The Bedford TL is a truck manufactured by Bedford. Launched in June 1980, the TL was intended to complement the Bedford TK, on which it was heavily based. One of the main advantages of the TL over the TK was the incorporation of a tilt cab, improving maintenance. A tilt cab was a feature of the TK's main competitor, the Ford D series, and had long been seen as a major advantage.

Production began in April 1980, to allow trucks to reach dealers for the premiere. The TL was taken out of production with Bedford's demise in 1986, but production recommenced in 1988 with new owners AWD. The range expanded to include various derivatives before production ceased in 1992 when AWD was placed in receivership.

==History and use==
The chassis was as for the TK, with some minor alterations at the front to accommodate the new flat-floor cab. The front suspension, now taper leaf sprung, was also new. The TL was designed mainly for short hauls, but comfort was a bigger priority than for the TK. While an ample number of combinations were available, power outputs were higher than for the TK. From launch, the TL was powered by petrol and diesel engines. The six-cylinder petrol power units were the 214P 3.5-litre and the 300P 4.9-litre. The diesel units were the updated versions of the TK's 3.6-litre four-cylinder 220D and the 5.4-litre six-cylinder 330D, with the option for heavier models of the 8.2-litre Blue Series. Power outputs are 83 or 114 hp for the petrols, while the diesels offer 65 or 98 hp for the 220D and the 330D. The Blue Series offered either 128 or 151 hp depending on the model.
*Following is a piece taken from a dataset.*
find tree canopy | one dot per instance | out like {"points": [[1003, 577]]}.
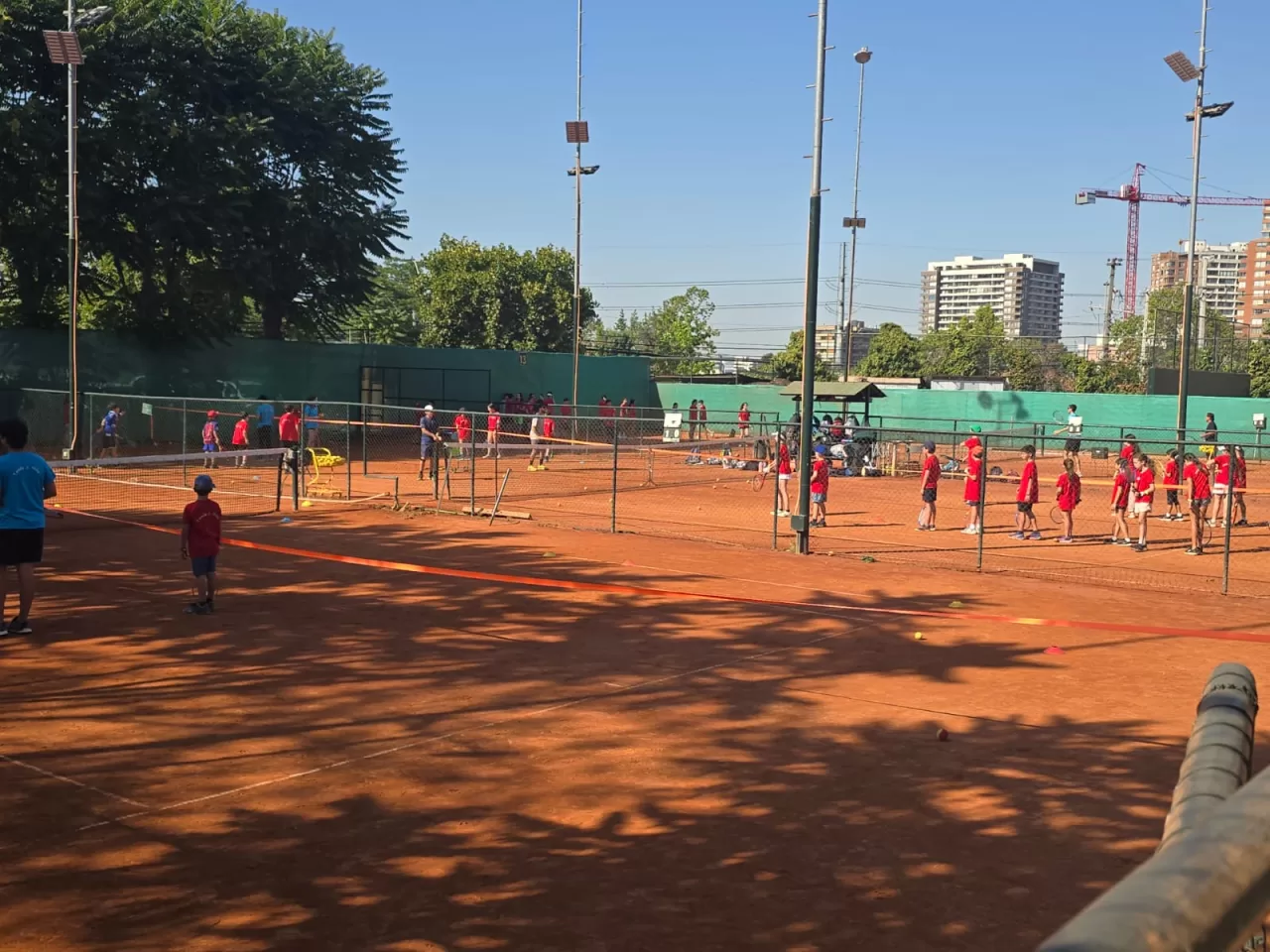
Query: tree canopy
{"points": [[235, 172], [677, 335], [463, 294]]}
By 1984 the engine power was slightly increased with the adoption of turbocharging and the engines were reclassified and now called Red Series. The 3.6-litre 220D was now called the 70TD and the 5.4-litre 330D became the 105TD - the new names signified maximum power outputs. The 8.2-litre Blue Series engines continued in two version; the 130TD and the higher rated 175TD.

When AWD re-launched the TL in 1988, it was equipped with two 6-cylinder engines; initially as the 17-18 model with a Perkins Phaser 180 bhp unit, and from 1990 with the 17–27 with a Cummins C Series 8.3-litre producing 269 bhp.